Moreover, the success of ‘Camp Capitalism’ is owed to what Chetwynd identifies as conformity to a postfeminist ideal that “valorises femininity and reaffirms the gender binary.” Post-feminism is defined as a societal perception that sees the goal of feminism already having been achieved and is used analytically to examine the paradoxes and contradictions of this belief in relation to current representations of women (Barnet-Weiser et al, 2020).


Chetwynd draws on Rosalind Gill’s work on post-feminism and notes how there are similarities between the “ideal neoliberal subject and the ideal post-feminist subject” as the individual is constituted as an entrepreneurial actor (Chetwynd, 2020). RuPaul’s camp capitalism is therefore a distinct mode of capitalism that is driven by the relationship between neoliberal individualism and postfeminist gender performance, whereby contestants in Drag Race subscribe to a binary feminine illusion that privileges normatively attractive femininity (ibid), in order to drive the Drag Race monopoly.

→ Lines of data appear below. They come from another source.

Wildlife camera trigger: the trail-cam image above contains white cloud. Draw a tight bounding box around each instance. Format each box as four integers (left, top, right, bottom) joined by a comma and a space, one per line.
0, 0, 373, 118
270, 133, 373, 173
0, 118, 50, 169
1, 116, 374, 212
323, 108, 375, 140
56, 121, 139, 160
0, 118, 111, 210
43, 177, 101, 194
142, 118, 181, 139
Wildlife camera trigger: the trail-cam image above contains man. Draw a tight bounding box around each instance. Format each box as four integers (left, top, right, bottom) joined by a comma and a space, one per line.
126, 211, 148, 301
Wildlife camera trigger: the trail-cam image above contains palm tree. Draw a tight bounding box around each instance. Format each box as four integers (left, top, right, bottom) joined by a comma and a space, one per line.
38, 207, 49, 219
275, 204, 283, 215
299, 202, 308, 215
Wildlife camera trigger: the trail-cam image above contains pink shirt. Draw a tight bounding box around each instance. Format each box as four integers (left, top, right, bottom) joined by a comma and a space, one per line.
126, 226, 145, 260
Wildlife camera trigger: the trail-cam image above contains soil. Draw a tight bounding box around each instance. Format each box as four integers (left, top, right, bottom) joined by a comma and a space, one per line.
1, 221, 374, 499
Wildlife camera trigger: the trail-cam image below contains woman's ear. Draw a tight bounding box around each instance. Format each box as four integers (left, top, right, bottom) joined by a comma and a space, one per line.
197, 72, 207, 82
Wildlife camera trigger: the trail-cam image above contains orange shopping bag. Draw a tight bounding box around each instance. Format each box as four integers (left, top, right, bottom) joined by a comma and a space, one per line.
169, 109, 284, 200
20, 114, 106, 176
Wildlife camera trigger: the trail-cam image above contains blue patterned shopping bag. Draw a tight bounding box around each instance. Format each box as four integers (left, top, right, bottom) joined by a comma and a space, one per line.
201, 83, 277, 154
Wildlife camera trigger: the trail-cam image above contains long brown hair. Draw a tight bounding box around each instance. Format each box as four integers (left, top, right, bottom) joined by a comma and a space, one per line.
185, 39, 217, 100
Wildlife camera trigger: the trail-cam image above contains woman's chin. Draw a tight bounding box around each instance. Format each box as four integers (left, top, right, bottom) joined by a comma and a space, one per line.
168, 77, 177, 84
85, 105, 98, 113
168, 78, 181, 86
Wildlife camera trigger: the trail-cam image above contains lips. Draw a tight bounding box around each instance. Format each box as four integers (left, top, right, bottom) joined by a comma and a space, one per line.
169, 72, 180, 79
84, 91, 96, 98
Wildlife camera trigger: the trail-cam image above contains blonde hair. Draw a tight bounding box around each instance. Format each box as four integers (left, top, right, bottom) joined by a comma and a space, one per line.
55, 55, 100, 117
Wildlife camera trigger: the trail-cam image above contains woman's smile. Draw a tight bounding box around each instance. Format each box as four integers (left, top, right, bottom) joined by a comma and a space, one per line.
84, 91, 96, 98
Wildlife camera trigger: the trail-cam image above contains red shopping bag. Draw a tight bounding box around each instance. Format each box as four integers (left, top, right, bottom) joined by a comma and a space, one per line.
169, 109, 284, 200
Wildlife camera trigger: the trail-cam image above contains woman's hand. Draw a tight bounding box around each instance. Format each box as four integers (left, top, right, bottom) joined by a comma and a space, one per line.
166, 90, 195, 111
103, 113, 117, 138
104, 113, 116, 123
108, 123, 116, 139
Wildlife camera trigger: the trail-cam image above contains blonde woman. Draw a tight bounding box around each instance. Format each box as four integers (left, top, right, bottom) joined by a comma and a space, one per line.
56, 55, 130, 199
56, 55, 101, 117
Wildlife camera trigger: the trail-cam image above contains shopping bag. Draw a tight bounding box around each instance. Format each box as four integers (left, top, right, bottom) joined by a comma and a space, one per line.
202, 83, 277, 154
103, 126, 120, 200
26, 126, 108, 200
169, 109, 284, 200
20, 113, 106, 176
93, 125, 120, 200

These representations of femininity in Drag Race are branded as parodic and thus allows the circulation of camp capitalism in a flirty and fun way (Schottmiller, 2017) that separates it from other mainstream forms of marketing. This parodic tone thus facilitates widespread circulation of RuPaul’s brand in multiple media platforms, Schottmiller highlighting how this successfully stimulates a global capitalist marketplace. This is how non-LGBT+ audiences have been integrated into the Drag Race viewership, particularly heterosexual women. Thus, performances of gender on the show are increasingly marketed towards this audience, the subject of the post-feminist ideal woman projected onto this viewership through drag, whilst maintaining the illusion of diversity and transgression through parodic representations and messages of self-love.


However, these parodic representations alongside these messages of self-love resemble hollow and empty signifiers, similar to other brands such as H&M, River Island and L’Oreal that attempts to capitalise from body confidence and self-love discourses (Banet-Weiser et al). RuPaul’s self-love signifiers remain empty because very little work is done to look at the power relations that uphold the systems of capitalism that supports shows like Drag Race, and they are especially empty in light of his transphobia and declaration that only men can act transgressively in drag.


Visibility for LGBT+ people is an important issue, but seems reductive if the only representation that RuPaul will allow is cisgender men who perform binary gender representations and token trans and female performers that don’t meaningfully contribute to diversity on the show, subsequently undermining the gender play of drag that it originally represented.


References:
Bridges, T. S. (2010) ‘Men Just Weren’t Made To Do This: Performances of Drag at “Walk a Mile in Her Shoes” Marches’, Gender & Society, 24(1), pp. 5–30.

Stokoe, K. (2019), Reframing Drag, Taylor & Francis, London Routledge: London.

Del Valle, M. (2018), Shantay you slay: Lessons on marketing from RuPaul’s Drag Race, [Online]. Noteworthy – The Journal Blog. Available at: https://blog.usejournal.com/shantay-you-slay-lessons-on-marketing-from-rupauls-drag-race-fef9269c4548 (Accessed 24 May 2021).

Schottmiller, C. (2017), Rereading RuPaul's Drag Race: Queer Memory, Camp Capitalism and RuPaul's Drag Empire. PhD Thesis, University of California, Available at: https://escholarship.org/uc/item/0245q9h9 (Accessed 11 May 2021).

Chetwynd, P. (2020), "Postfeminist Hegemony in a Precarious World: Lessons in Neoliberal Survival from RuPaul’s Drag Race", 21(3), Journal of International Women's Studies, pp. 22-35.

Banet-Weiser, S., Gill, R. and Rottenberg, C. (2020) ‘Postfeminism, popular feminism and neoliberal feminism? Sarah Banet-Weiser, Rosalind Gill and Catherine Rottenberg in conversation’, 21(1), Feminist Theory, pp. 3–24.